Combined with the core pipeline

The above example uses Chain to call LLM directly, but to simplify searching the database and facilitate engineering, it is recommended to use ChatPipelineCtrl as the beginning of the chain.

If you run the following example, the first time you call LLM and the second time you reply directly from the database.

public async void Start()
{
    //Create new chat model file with empty memory and embedding db
    var chatModelFile = new ChatModelFile() { fileName = "NewChatFile", modelProvider = ModelProvider.AddressableProvider };
    //Create an pipeline ctrl to run it
    var pipelineCtrl = new ChatPipelineCtrl(chatModelFile, settingsAsset);
    pipelineCtrl.SwitchGenerator(ChatGeneratorIds.ChatGPT);
    //Init pipeline, set verbose to log status
    await pipelineCtrl.InitializePipeline(new PipelineConfig { verbose = true });
    //Add system prompt
    pipelineCtrl.Memory.Context = "You are my personal assistant, you should answer my questions.";
    //Create chain
    var chain = pipelineCtrl.ToChain().Input("Hello assistant!").CastStringValue(outputKey: "text");
    //Run chain
    string result = await chain.Run<string>("text");
    //Save chat model
    pipelineCtrl.SaveModel();
}

Stack Trace

You can trace the chain using the Trace() method, or add UNICHAT_ALWAYS_TRACE_CHAIN scripting symbol in Project Settings.

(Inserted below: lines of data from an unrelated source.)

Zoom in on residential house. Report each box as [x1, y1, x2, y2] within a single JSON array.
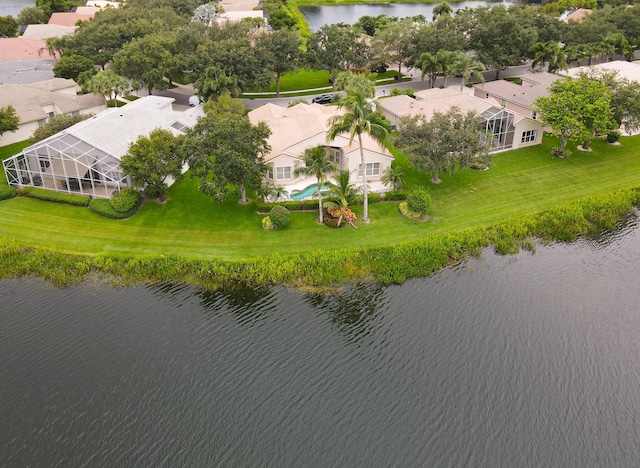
[[562, 8, 592, 23], [3, 96, 204, 198], [378, 88, 544, 152], [248, 103, 394, 199], [21, 24, 76, 40], [0, 38, 54, 60], [565, 60, 640, 83], [0, 79, 106, 147], [473, 72, 563, 121]]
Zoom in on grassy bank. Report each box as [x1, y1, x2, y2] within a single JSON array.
[[2, 135, 640, 287]]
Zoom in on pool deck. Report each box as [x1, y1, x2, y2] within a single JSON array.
[[277, 177, 388, 201]]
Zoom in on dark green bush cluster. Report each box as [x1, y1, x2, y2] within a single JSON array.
[[606, 131, 621, 143], [144, 185, 162, 199], [351, 192, 381, 205], [90, 196, 140, 219], [110, 189, 141, 213], [407, 189, 432, 214], [255, 199, 318, 213], [269, 206, 290, 228], [0, 185, 16, 200], [385, 190, 407, 201], [20, 187, 90, 206], [324, 216, 344, 228], [390, 88, 414, 97]]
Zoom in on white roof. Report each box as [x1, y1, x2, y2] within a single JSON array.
[[21, 24, 76, 40], [566, 60, 640, 83], [51, 96, 204, 160]]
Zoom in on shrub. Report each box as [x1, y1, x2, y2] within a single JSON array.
[[262, 216, 276, 230], [324, 216, 343, 228], [89, 198, 137, 219], [269, 206, 290, 228], [144, 184, 162, 199], [20, 187, 90, 206], [29, 113, 93, 144], [606, 131, 621, 143], [390, 87, 414, 97], [0, 185, 16, 201], [110, 188, 140, 213], [407, 189, 432, 214], [367, 192, 382, 204], [551, 146, 571, 158], [385, 190, 407, 201]]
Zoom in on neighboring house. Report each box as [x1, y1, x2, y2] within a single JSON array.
[[562, 8, 592, 23], [378, 88, 544, 152], [21, 24, 76, 40], [0, 38, 54, 60], [473, 72, 563, 121], [217, 10, 265, 24], [248, 103, 394, 199], [565, 60, 640, 83], [48, 12, 95, 27], [3, 96, 204, 199], [0, 79, 106, 147]]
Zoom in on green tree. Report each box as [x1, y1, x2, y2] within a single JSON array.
[[529, 41, 568, 73], [370, 18, 416, 81], [87, 70, 130, 105], [418, 52, 441, 89], [193, 67, 241, 102], [17, 6, 48, 26], [395, 108, 489, 183], [0, 106, 19, 138], [36, 0, 82, 16], [267, 7, 297, 31], [293, 146, 339, 223], [327, 90, 389, 222], [435, 49, 457, 87], [306, 24, 369, 86], [112, 35, 174, 95], [40, 36, 66, 61], [119, 128, 185, 199], [454, 50, 485, 91], [53, 54, 95, 81], [258, 29, 302, 97], [0, 16, 19, 38], [184, 95, 271, 203], [29, 113, 92, 144], [432, 2, 453, 21], [381, 165, 405, 190], [534, 76, 616, 154], [335, 72, 375, 98]]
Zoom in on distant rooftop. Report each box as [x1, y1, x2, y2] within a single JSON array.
[[474, 72, 563, 108], [0, 38, 53, 61], [566, 60, 640, 83]]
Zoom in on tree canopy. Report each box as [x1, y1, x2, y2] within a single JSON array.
[[0, 106, 19, 138]]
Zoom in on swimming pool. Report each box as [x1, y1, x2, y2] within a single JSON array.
[[290, 183, 329, 201]]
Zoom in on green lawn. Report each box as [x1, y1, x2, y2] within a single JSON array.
[[1, 135, 640, 261]]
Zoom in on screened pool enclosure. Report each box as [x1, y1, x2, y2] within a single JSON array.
[[4, 133, 130, 198]]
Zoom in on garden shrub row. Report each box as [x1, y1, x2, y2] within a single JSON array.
[[19, 186, 90, 206], [384, 190, 407, 201], [2, 188, 638, 289], [89, 197, 140, 219], [255, 192, 387, 213], [0, 184, 16, 200]]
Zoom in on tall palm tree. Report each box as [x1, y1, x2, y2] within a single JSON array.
[[436, 50, 457, 87], [432, 2, 453, 21], [419, 52, 441, 89], [454, 51, 485, 91], [530, 41, 567, 73], [294, 145, 338, 223], [194, 66, 241, 103], [327, 92, 389, 223]]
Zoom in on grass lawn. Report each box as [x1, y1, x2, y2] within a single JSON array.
[[1, 134, 640, 262], [0, 141, 30, 184]]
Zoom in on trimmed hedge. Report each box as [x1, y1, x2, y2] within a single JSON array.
[[407, 189, 432, 214], [255, 199, 318, 213], [20, 187, 90, 206], [110, 189, 140, 213], [269, 206, 291, 228], [385, 190, 407, 201], [90, 198, 139, 219], [0, 184, 16, 201]]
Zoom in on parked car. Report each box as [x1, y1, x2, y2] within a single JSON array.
[[312, 94, 334, 104], [189, 95, 204, 107]]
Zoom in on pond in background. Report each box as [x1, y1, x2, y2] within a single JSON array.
[[1, 216, 640, 466], [1, 0, 35, 17]]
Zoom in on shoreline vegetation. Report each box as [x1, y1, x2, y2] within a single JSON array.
[[2, 133, 640, 289]]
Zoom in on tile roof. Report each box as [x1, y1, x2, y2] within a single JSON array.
[[21, 24, 76, 40], [0, 38, 53, 60], [562, 8, 591, 23], [474, 72, 563, 108], [567, 60, 640, 83], [48, 12, 95, 27], [0, 80, 104, 123], [249, 103, 392, 162]]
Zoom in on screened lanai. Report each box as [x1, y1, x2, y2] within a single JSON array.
[[3, 132, 130, 198], [482, 106, 515, 152]]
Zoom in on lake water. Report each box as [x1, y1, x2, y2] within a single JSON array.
[[0, 0, 34, 18], [2, 217, 640, 466], [300, 1, 520, 30]]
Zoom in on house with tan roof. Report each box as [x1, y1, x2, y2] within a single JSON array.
[[378, 88, 544, 152], [0, 78, 106, 147], [3, 96, 204, 199], [21, 24, 76, 40], [248, 103, 394, 198], [562, 8, 591, 23], [473, 72, 563, 120], [48, 11, 95, 27], [0, 38, 54, 60]]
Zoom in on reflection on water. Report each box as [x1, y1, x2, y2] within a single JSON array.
[[2, 217, 640, 466]]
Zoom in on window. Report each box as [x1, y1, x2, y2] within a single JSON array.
[[267, 166, 274, 180], [327, 147, 341, 164], [71, 111, 79, 117], [47, 112, 55, 119], [276, 166, 291, 180], [38, 158, 50, 171], [37, 119, 47, 128], [521, 130, 537, 144], [358, 162, 380, 177], [500, 99, 506, 107], [531, 111, 539, 120]]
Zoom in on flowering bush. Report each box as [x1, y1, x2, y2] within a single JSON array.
[[327, 206, 357, 227]]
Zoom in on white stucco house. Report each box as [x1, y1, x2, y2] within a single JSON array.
[[3, 96, 204, 199], [378, 88, 544, 152], [248, 103, 394, 200], [0, 79, 106, 147]]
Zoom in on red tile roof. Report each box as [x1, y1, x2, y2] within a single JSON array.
[[0, 38, 54, 60]]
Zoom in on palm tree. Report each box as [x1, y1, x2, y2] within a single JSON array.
[[454, 51, 485, 91], [530, 41, 567, 73], [432, 2, 453, 21], [381, 165, 405, 191], [436, 50, 457, 88], [328, 171, 360, 208], [419, 52, 441, 89], [327, 91, 390, 223], [294, 146, 338, 223], [194, 66, 241, 103]]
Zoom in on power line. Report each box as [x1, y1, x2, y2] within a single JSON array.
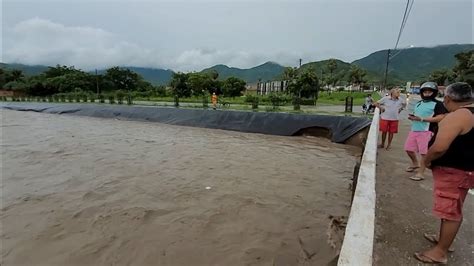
[[397, 0, 414, 50], [383, 0, 415, 89], [394, 0, 414, 51]]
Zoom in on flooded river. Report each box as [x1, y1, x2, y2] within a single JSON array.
[[1, 110, 360, 265]]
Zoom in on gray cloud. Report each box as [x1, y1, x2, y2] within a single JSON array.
[[3, 18, 312, 71], [2, 0, 472, 72]]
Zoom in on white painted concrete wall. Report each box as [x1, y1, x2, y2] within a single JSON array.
[[338, 108, 379, 266]]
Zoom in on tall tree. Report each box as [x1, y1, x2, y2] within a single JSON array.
[[429, 69, 453, 86], [0, 69, 7, 88], [325, 59, 339, 89], [327, 59, 337, 80], [222, 77, 246, 97], [348, 65, 367, 90], [187, 72, 215, 96], [452, 50, 474, 87], [43, 65, 78, 79], [287, 68, 320, 100], [104, 67, 140, 92], [282, 67, 298, 81], [170, 72, 191, 97], [9, 69, 25, 82]]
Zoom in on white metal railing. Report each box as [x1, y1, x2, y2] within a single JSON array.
[[338, 108, 380, 265]]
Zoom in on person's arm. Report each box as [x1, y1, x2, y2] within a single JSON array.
[[408, 102, 448, 122], [425, 110, 470, 166], [399, 99, 406, 113], [408, 114, 446, 123], [374, 98, 385, 111]]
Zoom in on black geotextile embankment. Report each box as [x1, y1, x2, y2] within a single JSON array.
[[0, 103, 371, 143]]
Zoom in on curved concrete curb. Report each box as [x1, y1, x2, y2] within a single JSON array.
[[338, 109, 379, 265]]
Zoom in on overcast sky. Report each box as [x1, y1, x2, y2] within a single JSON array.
[[2, 0, 473, 71]]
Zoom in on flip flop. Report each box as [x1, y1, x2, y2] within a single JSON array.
[[405, 166, 419, 172], [409, 174, 425, 181], [423, 233, 455, 252], [414, 252, 447, 265]]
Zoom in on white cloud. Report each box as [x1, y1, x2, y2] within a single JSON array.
[[4, 18, 161, 70], [4, 18, 306, 72]]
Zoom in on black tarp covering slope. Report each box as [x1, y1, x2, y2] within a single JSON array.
[[1, 103, 371, 143]]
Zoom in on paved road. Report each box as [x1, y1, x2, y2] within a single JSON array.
[[373, 108, 474, 265]]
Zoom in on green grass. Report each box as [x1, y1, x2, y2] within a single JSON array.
[[138, 91, 380, 106], [317, 91, 380, 105], [2, 92, 374, 117]]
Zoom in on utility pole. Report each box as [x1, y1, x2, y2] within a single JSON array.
[[95, 69, 99, 98], [299, 58, 302, 68], [383, 49, 391, 90]]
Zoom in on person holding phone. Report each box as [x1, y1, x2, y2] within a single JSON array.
[[405, 82, 448, 181]]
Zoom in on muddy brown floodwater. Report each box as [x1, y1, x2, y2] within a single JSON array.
[[1, 110, 360, 266]]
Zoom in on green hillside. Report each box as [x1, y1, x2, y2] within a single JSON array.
[[2, 44, 471, 85], [202, 62, 285, 83], [353, 44, 474, 82], [97, 67, 174, 85], [0, 63, 49, 76]]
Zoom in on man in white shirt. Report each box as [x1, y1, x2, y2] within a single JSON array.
[[374, 88, 406, 150]]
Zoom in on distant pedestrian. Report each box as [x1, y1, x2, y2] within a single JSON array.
[[363, 94, 375, 113], [211, 92, 218, 110], [375, 88, 406, 150], [414, 82, 474, 264]]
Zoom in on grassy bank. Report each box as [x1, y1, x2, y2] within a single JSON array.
[[135, 91, 380, 106]]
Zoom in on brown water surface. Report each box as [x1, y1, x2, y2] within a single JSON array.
[[1, 110, 360, 265]]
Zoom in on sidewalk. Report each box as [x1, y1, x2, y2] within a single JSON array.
[[373, 111, 474, 265]]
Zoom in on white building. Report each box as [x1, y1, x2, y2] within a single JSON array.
[[256, 80, 289, 95]]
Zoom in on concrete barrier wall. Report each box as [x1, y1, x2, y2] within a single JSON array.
[[338, 108, 379, 265]]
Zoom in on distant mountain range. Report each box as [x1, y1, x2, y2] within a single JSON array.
[[96, 67, 174, 85], [352, 44, 474, 82], [0, 63, 49, 76], [202, 62, 285, 84], [2, 44, 472, 85]]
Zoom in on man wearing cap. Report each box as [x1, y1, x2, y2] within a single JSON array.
[[405, 82, 448, 181]]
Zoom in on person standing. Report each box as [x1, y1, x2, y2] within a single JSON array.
[[405, 82, 448, 180], [375, 88, 406, 150], [211, 92, 218, 110], [364, 94, 375, 113], [414, 82, 474, 264]]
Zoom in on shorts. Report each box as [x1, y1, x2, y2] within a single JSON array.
[[432, 166, 474, 221], [404, 131, 433, 155], [379, 119, 399, 133]]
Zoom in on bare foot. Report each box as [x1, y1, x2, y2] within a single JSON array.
[[378, 144, 385, 149], [385, 145, 391, 150]]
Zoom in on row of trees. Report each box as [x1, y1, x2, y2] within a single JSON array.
[[169, 71, 246, 98], [284, 60, 369, 91], [0, 65, 162, 97], [321, 59, 369, 89], [0, 65, 249, 98], [7, 50, 470, 100], [428, 50, 474, 87], [277, 61, 368, 99]]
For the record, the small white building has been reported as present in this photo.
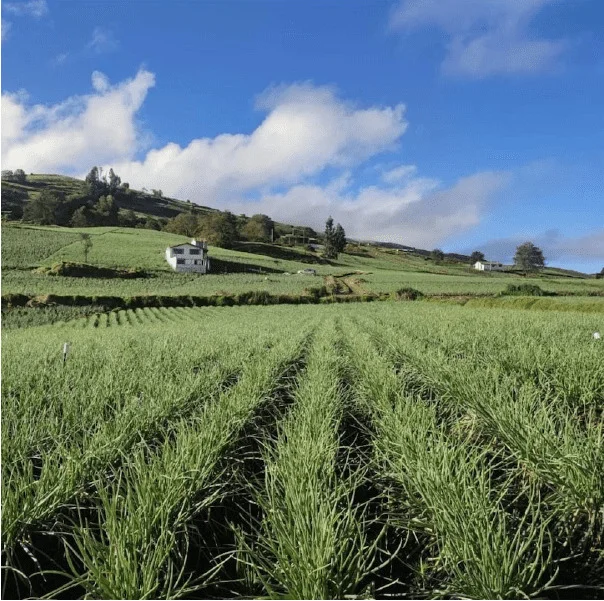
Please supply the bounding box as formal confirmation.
[165,239,210,273]
[474,260,504,272]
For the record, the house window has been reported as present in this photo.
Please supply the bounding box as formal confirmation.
[176,258,185,265]
[173,248,184,255]
[189,249,201,255]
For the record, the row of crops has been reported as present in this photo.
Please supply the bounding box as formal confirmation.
[2,303,603,599]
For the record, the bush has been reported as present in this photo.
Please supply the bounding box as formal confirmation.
[305,286,328,300]
[35,262,148,279]
[394,287,424,301]
[501,284,546,297]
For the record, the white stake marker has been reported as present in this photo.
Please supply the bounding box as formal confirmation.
[63,342,71,365]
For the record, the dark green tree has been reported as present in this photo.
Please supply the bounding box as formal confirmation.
[164,212,200,237]
[430,248,445,262]
[1,170,13,180]
[108,168,121,194]
[323,216,338,259]
[96,195,119,225]
[470,251,485,264]
[143,217,161,231]
[85,166,104,198]
[70,206,92,228]
[241,214,273,242]
[197,211,239,248]
[514,242,545,273]
[118,209,139,228]
[333,223,346,254]
[23,190,62,224]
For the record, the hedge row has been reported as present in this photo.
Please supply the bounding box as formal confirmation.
[2,290,386,311]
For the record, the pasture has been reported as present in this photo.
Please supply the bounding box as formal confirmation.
[2,302,603,599]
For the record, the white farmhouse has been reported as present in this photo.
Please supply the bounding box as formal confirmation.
[165,239,210,273]
[474,260,504,272]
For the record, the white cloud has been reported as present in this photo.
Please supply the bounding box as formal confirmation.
[2,69,508,248]
[473,229,604,266]
[228,171,507,247]
[1,19,11,41]
[1,69,155,172]
[91,70,110,92]
[381,163,417,184]
[110,81,407,203]
[390,0,566,77]
[87,27,118,54]
[52,52,69,66]
[3,0,48,18]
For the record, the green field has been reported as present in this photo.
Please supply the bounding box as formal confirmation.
[3,224,603,301]
[2,302,603,599]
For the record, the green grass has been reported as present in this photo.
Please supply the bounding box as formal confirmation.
[1,225,80,268]
[2,302,603,599]
[3,225,602,301]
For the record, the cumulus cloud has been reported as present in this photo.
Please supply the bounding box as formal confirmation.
[2,69,509,247]
[3,0,48,18]
[110,81,407,202]
[226,170,508,247]
[1,69,155,172]
[390,0,567,77]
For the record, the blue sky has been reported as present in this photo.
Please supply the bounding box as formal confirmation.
[2,0,603,271]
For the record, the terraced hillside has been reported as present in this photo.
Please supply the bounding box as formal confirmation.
[3,224,603,302]
[2,302,603,599]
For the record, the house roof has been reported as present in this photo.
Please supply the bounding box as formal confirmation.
[476,261,502,265]
[167,242,202,249]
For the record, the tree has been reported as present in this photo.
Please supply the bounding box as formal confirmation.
[96,195,119,225]
[430,248,445,262]
[80,233,93,263]
[144,217,161,231]
[1,170,13,180]
[13,169,26,183]
[470,251,485,264]
[118,209,139,228]
[85,166,104,198]
[514,241,545,273]
[323,216,338,259]
[197,211,239,248]
[241,214,273,242]
[70,206,92,228]
[595,267,604,280]
[164,212,200,237]
[108,168,121,194]
[23,190,62,224]
[333,223,346,254]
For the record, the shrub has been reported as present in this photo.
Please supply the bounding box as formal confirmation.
[36,262,148,279]
[394,287,424,301]
[502,284,546,297]
[305,286,328,300]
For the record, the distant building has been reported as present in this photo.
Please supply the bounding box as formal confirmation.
[474,261,504,272]
[165,239,210,273]
[297,268,317,276]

Method name	Return type	Description
`Trace(stackTrace, applyToContext)`	`void`	Trace chain
`stackTrace: bool`		Enables stack tracing
`applyToContext: bool`		Applies to all subchains

Middleware

Text to Speech

If you have a speech synthesis solution, you can refer to VITSClient the implementation of a TTS component📢.

You can use AudioCache to store speech so that it can be played when you pick up an answer from the database in offline mode.

public class LLM_TTS_Chain_Example : MonoBehaviour
{
    public LLMSettingsAsset settingsAsset;
    public AudioSource audioSource;
    public async void Start()
    {
        //Create new chat model file with empty memory and embedding db
        var chatModelFile = new ChatModelFile() { fileName = "NewChatFile", modelProvider = ModelProvider.AddressableProvider };
        //Create an pipeline ctrl to run it
        var pipelineCtrl = new ChatPipelineCtrl(chatModelFile, settingsAsset);
        pipelineCtrl.SwitchGenerator(ChatGeneratorIds.ChatGPT, true);
        //Init pipeline, set verbose to log status
        await pipelineCtrl.InitializePipeline(new PipelineConfig { verbose = true });
        var vits = new VITSModel(lang: "ja");
        //Add system prompt
        pipelineCtrl.Memory.Context = "You are my personal assistant, you should answer my questions.";
        //Create cache to cache audioClips and translated texts
        var audioCache = AudioCache.CreateCache(chatModelFile.DirectoryPath);
        var textCache = TextMemoryCache.CreateCache(chatModelFile.DirectoryPath);
        //Create chain
        var chain = pipelineCtrl.ToChain().Input("Hello assistant!").CastStringValue(outputKey: "text")
                                //Translate to japanese
                                | Chain.Translate(new GoogleTranslator("en", "ja")).UseCache(textCache)
                                //Split them
                                | Chain.Split(new RegexSplitter(@"(?<=[。！？! ?])"), inputKey: "translated_text")
                                //Auto batched
                                | Chain.TTS(vits, inputKey: "splitted_text").UseCache(audioCache).Verbose(true);
        //Run chain
        (IReadOnlyList<string> segments, IReadOnlyList<AudioClip> audioClips)
            = await chain.Run<IReadOnlyList<string>, IReadOnlyList<AudioClip>>("splitted_text", "audio");
        //Play audios
        for (int i = 0; i < audioClips.Count; ++i)
        {
            Debug.Log(segments[i]);
            audioSource.clip = audioClips[i];
            audioSource.Play();
            await UniTask.WaitUntil(() => !audioSource.isPlaying);
        }
    }
}

Speech to Text

You can use a speech-to-text service such as whisper.unity for local inference🎤.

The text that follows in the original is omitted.